Debugging Plugins
May 11, 2026 · View on GitHub
Decision trees and tactics for fault-finding when something isn't working.
Where to look first
| Symptom | Best signal |
|---|---|
| Plugin not appearing | osaurus tools list and Console.app log messages prefixed [Osaurus] |
| Plugin loaded but tool not callable | Insights → Plugin Activity, then chat transcripts |
| Tool runs but returns wrong data | host->log from inside your tool plus Insights body capture |
| Web UI shows 401 | Why does my web UI 401? |
| Plugin crashes during init | Console.app for [Plugin:<id>] and [Osaurus] lines |
| Hot reload not picking up changes | Make sure osaurus tools dev is running and shows a successful build |
Console.app filter to capture all plugin-related logs:
process:Osaurus AND (subsystem:com.dinoki.osaurus OR message:"[Plugin:")
Plugin failed to load — decision tree
flowchart TD
Start[Plugin fails to load] --> ConsoleCheck["Console.app: [Osaurus] log message"]
ConsoleCheck -->|"dlopen failed"| Sig["Check codesign -vv MyPlugin.dylib"]
ConsoleCheck -->|"Missing entry"| Symbols["Check exports with nm -gU MyPlugin.dylib | grep osaurus_plugin"]
ConsoleCheck -->|"v2 entry returned null API"| InitCrash["Plugin's init returned NULL — check init code"]
ConsoleCheck -->|"Plugin initialization failed"| InitCrash
ConsoleCheck -->|"Failed to parse plugin manifest"| ManifestJSON["JSON-validate the get_manifest output"]
ConsoleCheck -->|"declares route ... under web mount"| Mount["Move the route or change the web.mount in the manifest"]
ConsoleCheck -->|"consent_required"| Consent["DEBUG builds: skipped.
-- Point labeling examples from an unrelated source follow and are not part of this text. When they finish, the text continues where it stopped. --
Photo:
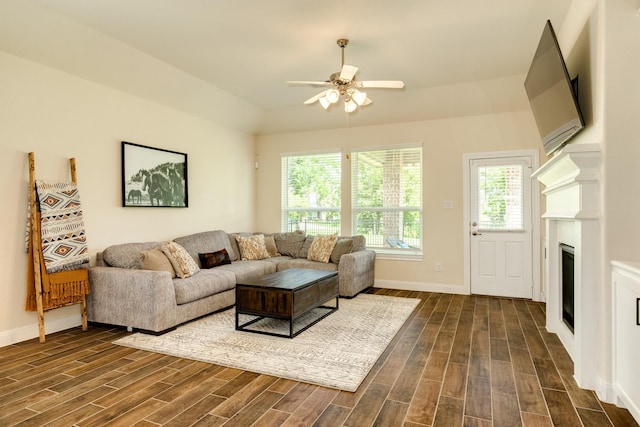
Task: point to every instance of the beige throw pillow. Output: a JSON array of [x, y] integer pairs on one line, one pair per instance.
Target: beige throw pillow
[[322, 247], [182, 262], [155, 259], [252, 248]]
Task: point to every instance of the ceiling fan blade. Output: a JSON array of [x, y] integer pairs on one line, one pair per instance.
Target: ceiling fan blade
[[308, 83], [314, 98], [388, 84], [348, 71]]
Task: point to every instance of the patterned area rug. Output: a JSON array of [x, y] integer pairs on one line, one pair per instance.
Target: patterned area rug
[[337, 352]]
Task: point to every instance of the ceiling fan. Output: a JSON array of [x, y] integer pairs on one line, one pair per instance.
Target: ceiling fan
[[344, 84]]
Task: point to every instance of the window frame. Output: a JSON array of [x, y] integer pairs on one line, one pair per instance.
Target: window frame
[[285, 209], [413, 253]]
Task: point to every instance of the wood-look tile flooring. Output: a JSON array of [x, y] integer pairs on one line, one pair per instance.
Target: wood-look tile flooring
[[458, 361]]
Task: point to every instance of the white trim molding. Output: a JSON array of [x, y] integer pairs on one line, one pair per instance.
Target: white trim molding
[[25, 333]]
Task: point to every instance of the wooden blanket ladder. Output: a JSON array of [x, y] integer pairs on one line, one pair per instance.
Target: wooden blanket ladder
[[37, 272]]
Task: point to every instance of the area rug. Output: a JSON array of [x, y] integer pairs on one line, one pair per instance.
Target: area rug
[[336, 352]]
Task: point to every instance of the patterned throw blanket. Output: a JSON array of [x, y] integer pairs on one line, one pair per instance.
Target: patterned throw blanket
[[64, 245]]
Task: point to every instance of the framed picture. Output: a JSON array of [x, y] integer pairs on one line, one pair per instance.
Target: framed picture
[[153, 177]]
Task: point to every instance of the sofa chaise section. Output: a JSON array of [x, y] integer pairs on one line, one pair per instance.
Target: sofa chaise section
[[124, 294]]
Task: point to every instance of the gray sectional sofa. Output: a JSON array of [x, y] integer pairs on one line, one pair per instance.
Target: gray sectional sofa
[[124, 294]]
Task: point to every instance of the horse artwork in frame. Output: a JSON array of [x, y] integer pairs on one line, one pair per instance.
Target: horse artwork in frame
[[153, 177]]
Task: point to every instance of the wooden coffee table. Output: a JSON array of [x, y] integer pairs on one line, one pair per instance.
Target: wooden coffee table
[[286, 295]]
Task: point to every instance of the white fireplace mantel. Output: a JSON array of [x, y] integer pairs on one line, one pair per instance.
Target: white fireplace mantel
[[571, 182], [572, 218]]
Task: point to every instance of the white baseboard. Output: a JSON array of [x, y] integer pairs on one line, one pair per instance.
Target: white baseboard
[[421, 286], [25, 333]]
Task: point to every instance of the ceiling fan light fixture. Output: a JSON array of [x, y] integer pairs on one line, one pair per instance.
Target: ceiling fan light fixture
[[324, 102], [359, 97], [350, 106], [344, 84], [332, 96]]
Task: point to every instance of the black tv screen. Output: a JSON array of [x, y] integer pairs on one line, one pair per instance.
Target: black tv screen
[[551, 94]]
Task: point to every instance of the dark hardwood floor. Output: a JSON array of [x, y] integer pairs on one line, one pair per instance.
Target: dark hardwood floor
[[458, 361]]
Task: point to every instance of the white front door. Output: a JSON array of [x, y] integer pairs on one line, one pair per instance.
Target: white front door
[[500, 226]]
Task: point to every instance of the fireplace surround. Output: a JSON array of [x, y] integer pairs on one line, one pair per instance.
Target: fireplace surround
[[572, 218]]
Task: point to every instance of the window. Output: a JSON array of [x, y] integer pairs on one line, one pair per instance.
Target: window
[[387, 198], [501, 197], [311, 192]]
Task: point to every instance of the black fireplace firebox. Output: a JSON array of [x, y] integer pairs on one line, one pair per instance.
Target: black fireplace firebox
[[567, 284]]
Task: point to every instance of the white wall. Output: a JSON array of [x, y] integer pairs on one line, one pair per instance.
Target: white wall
[[445, 141], [621, 198], [59, 116]]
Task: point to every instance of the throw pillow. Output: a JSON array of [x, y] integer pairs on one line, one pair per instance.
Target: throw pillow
[[214, 259], [270, 243], [182, 262], [154, 259], [322, 247], [252, 248], [343, 246]]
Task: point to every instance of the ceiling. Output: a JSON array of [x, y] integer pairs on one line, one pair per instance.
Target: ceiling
[[249, 48]]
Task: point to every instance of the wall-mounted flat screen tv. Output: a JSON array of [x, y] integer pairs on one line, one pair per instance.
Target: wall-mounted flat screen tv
[[552, 95]]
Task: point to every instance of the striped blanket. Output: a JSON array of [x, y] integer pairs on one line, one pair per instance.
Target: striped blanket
[[64, 245]]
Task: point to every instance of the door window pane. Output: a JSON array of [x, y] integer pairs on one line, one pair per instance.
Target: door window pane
[[500, 197]]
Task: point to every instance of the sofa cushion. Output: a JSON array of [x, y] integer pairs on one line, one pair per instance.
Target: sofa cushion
[[205, 242], [182, 262], [289, 243], [252, 248], [202, 285], [321, 247], [214, 259], [155, 259], [343, 246], [127, 255]]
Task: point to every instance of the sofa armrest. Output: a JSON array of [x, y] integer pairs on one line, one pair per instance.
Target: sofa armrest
[[356, 272], [142, 299]]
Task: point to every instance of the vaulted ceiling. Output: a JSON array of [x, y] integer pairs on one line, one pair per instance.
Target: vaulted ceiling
[[232, 57]]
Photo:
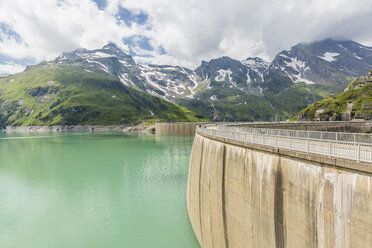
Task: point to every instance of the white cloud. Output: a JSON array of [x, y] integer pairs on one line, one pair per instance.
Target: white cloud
[[194, 30], [11, 68], [189, 31]]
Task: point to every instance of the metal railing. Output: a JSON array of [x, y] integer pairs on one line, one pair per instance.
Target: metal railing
[[320, 135], [361, 152]]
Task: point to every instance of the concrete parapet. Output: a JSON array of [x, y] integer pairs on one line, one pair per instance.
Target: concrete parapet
[[242, 195]]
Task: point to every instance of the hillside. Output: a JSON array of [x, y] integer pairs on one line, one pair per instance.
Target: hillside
[[354, 103], [222, 89], [66, 94]]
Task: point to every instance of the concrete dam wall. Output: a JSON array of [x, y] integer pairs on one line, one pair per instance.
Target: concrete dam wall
[[250, 196], [178, 128]]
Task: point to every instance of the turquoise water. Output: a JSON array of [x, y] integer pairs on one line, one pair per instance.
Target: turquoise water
[[94, 190]]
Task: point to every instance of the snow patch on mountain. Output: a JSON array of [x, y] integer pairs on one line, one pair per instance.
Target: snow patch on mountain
[[329, 57], [222, 75]]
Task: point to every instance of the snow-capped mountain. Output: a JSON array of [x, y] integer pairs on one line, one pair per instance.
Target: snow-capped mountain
[[229, 89], [325, 62]]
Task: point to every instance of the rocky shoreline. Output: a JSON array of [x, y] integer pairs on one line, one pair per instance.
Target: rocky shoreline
[[78, 128]]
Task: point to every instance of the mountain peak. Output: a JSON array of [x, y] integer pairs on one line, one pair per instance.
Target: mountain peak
[[111, 46]]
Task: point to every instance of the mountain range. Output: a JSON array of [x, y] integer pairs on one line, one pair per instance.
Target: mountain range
[[222, 89]]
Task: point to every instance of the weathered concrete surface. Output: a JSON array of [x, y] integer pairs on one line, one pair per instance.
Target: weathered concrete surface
[[248, 197], [179, 128]]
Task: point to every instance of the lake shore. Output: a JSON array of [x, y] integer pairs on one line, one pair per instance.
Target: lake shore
[[78, 128]]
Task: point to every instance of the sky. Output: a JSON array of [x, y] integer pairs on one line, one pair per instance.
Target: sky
[[174, 32]]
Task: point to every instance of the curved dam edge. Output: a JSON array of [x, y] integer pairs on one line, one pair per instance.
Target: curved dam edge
[[245, 195]]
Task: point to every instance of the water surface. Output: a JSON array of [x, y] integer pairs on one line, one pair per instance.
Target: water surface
[[94, 190]]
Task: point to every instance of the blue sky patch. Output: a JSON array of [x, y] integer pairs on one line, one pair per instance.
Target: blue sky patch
[[101, 4]]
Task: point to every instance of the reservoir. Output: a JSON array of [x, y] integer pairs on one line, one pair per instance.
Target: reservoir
[[94, 190]]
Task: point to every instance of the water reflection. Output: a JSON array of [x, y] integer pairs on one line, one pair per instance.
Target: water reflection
[[95, 190]]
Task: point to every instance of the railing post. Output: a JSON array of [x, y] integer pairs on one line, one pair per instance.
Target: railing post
[[329, 148], [308, 146]]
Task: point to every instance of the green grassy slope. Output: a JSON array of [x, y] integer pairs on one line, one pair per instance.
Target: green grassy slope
[[69, 95], [356, 100]]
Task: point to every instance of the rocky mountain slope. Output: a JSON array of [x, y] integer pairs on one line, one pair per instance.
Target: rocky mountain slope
[[225, 89], [70, 94], [354, 103]]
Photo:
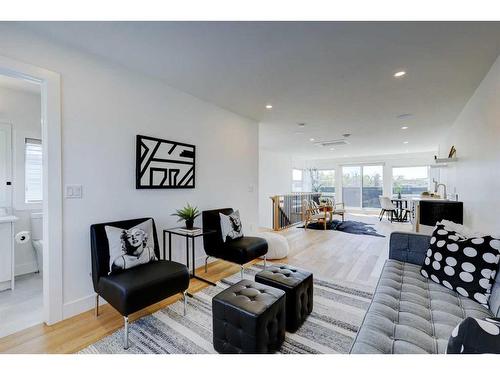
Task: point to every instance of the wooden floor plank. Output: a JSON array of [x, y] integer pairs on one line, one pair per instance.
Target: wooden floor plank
[[329, 254]]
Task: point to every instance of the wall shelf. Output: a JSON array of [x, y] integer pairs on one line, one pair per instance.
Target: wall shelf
[[445, 160]]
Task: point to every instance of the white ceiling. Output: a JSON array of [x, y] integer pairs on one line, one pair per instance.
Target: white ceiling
[[335, 76], [19, 84]]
Release: open the plugin in app and grant consent"]
Sig -->|"unsigned or invalid"| Resign["Re-sign with Developer ID Application certificate"]
Symbols -->|"missing v2 symbol"| Export["Add @_cdecl(\"osaurus_plugin_entry_v2\") in Swift, or pub extern \"C\" fn osaurus_plugin_entry_v2 in Rust"]
Common diagnostic commands
# What symbols does the dylib export?
nm -gU MyPlugin.dylib | grep osaurus_plugin
# Is it signed correctly?
codesign -vv MyPlugin.dylib
# What architecture?
file MyPlugin.dylib
# What does it link against?
otool -L MyPlugin.dylib
Why does my web UI 401?
The most common cause is opening the plugin's URL directly in a browser without the X-Osaurus-Agent-Id header. Browsers can't add custom headers on top-level navigation.
Fix:
- Use the Open Web App button inside the Osaurus plugin detail page. It appends
?osr_agent=<agent_uuid>automatically. - If you're scripting deep links, append the same query parameter.
- Inside your web UI, use
window.__osaurus.fetch(...)instead of the globalfetch— the helper attaches the agent header to every request.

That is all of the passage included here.